Describe what you do at the Library of Congress and the materials you work with.
I am a reference librarian in the Library’s Hispanic Reading Room, which serves as a research center for patrons interested in using our Luso-Hispanic collections. These collections are vast, and can include materials in a myriad of formats: from books, to historical manuscripts, photographs, films, maps, audio recordings. They pertain to the regions of Spain, Portugal, Latin America, Caribbean, the indigenous cultures of those areas, and the peoples influenced by Luso-Hispanic heritage such as U.S. Latinos. More specifically, I am in charge of recommending collections from Colombia, Venezuela, as well as material on Latin American art for the Library; and I work on the Archive of Hispanic Literature on Tape, a collection of audio recordings of prominent poets and prose writers, which the Hispanic Division began curating in the early 1940s. I have been working on an effort to digitize and bring online access to some of these literary audio archives.
Do you have a favorite item from the Library’s online collections?
Yes, I think my favorite item in the Library is the recording of Chilean poet Pablo Neruda reading his poetry which is part of the Archives of Hispanic Literature on Tape.
Share a time when an item from the collections sparked your curiosity.

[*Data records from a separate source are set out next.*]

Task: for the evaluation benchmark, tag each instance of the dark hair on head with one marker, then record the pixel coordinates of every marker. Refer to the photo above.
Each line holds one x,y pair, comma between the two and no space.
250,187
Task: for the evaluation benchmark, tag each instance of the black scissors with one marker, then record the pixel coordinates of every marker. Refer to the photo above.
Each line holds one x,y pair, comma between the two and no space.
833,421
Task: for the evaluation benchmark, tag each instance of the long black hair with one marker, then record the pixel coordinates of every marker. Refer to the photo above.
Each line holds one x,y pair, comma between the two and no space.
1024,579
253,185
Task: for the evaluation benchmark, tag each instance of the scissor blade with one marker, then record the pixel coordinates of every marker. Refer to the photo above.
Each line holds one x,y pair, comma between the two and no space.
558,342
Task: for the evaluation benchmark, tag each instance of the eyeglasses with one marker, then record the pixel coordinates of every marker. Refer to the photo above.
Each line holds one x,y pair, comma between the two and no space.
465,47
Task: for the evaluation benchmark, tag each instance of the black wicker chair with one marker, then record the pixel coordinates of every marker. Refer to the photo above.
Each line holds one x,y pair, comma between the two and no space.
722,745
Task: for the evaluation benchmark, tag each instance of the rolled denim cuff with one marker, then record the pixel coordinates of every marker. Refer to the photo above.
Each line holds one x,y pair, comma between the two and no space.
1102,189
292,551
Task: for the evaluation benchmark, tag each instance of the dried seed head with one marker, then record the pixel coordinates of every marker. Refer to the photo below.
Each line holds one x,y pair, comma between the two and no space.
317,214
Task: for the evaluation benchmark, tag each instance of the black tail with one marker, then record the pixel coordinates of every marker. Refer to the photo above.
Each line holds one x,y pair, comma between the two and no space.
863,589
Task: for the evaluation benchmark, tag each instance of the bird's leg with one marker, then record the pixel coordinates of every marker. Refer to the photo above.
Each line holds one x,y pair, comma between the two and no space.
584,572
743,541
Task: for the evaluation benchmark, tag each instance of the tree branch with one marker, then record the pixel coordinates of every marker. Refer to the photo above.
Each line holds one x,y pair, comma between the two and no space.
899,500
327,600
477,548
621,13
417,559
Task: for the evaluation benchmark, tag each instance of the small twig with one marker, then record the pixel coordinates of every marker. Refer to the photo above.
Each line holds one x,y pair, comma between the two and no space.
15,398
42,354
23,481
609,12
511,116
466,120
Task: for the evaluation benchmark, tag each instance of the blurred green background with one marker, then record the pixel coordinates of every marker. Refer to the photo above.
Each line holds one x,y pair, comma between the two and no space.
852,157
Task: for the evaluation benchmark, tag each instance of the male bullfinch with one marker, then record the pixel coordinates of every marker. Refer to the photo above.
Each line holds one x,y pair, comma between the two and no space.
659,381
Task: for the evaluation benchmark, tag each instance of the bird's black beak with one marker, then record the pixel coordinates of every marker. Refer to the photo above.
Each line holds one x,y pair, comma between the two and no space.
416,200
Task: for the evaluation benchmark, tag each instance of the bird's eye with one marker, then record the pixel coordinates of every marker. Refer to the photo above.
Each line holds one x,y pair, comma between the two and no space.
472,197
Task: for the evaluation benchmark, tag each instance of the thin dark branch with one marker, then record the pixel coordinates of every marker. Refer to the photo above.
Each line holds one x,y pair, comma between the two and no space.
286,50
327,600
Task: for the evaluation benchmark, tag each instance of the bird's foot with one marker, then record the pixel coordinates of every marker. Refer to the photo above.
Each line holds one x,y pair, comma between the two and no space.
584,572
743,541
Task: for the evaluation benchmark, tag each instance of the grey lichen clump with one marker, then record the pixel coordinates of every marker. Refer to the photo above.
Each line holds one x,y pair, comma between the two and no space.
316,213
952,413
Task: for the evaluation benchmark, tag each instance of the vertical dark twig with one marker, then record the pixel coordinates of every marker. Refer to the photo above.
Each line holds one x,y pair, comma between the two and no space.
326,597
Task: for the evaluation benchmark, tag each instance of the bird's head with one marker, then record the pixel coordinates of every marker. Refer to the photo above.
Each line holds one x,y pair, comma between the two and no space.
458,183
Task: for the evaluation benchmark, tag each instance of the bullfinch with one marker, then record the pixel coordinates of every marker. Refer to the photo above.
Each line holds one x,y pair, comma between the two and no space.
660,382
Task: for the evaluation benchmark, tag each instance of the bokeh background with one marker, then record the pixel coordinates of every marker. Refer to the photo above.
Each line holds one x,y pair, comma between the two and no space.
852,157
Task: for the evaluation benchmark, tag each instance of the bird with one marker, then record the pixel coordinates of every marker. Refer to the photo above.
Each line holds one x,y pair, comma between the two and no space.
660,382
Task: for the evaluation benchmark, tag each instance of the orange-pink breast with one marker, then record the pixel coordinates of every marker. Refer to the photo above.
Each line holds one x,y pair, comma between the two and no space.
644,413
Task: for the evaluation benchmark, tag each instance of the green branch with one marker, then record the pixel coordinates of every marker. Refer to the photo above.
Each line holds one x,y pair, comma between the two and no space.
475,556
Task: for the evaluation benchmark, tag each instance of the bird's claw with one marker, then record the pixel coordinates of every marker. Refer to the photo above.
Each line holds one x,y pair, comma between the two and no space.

In addition to literature, I am very passionate about the visual arts. Because of this, some of the materials that have definitely sparked my curiosity here in the Library have been materials from the Artist’s Book collection. These outstanding books are housed at the Library’s Rare Book and Special Collection Division. They are gorgeous works of art created by book artists around the world, and they’re just the perfect blend between my two favorite worlds: literature and art!
Tell us about a memorable interaction with a K-12 teacher or student.
One of my most memorable interactions with a K-12 students was during our Poet Laureate Juan Felipe Herrera’s closing event this past April. For this program, two amazing 11-year-olds, Sarita Sol González, and Elena Izcalli Medina, were flown by the Library from across the country (from New Mexico and California respectively) to share the stage with the Poet Laureate. These girls, who call themselves, “poetas chicanas feministas” (feminist chicana poets), read their own poetry and made our hearts soar. Before and after their reading I had very memorable conversations with them about the power of books, poetry, art, and the great importance of knowing and loving our roots. It was definitely an interaction that I won’t forget.
What’s one thing you’d like to tell teachers about the materials that you work with or the collections in general?
One thing I’d like to tell teachers about our collections here in the Library of Congress is that they are truly universal. They not only represent the most important aspects of American history and culture, but also vast and comprehensive collections from many nations of the world. These international collections are so vast that often-times researchers from a given country have to travel to the Library to find wonderful and unique materials from their own nation and culture. Our collections truly reflect the universality that characterized Thomas Jefferson, whose personal library became the seed for what this Library is today.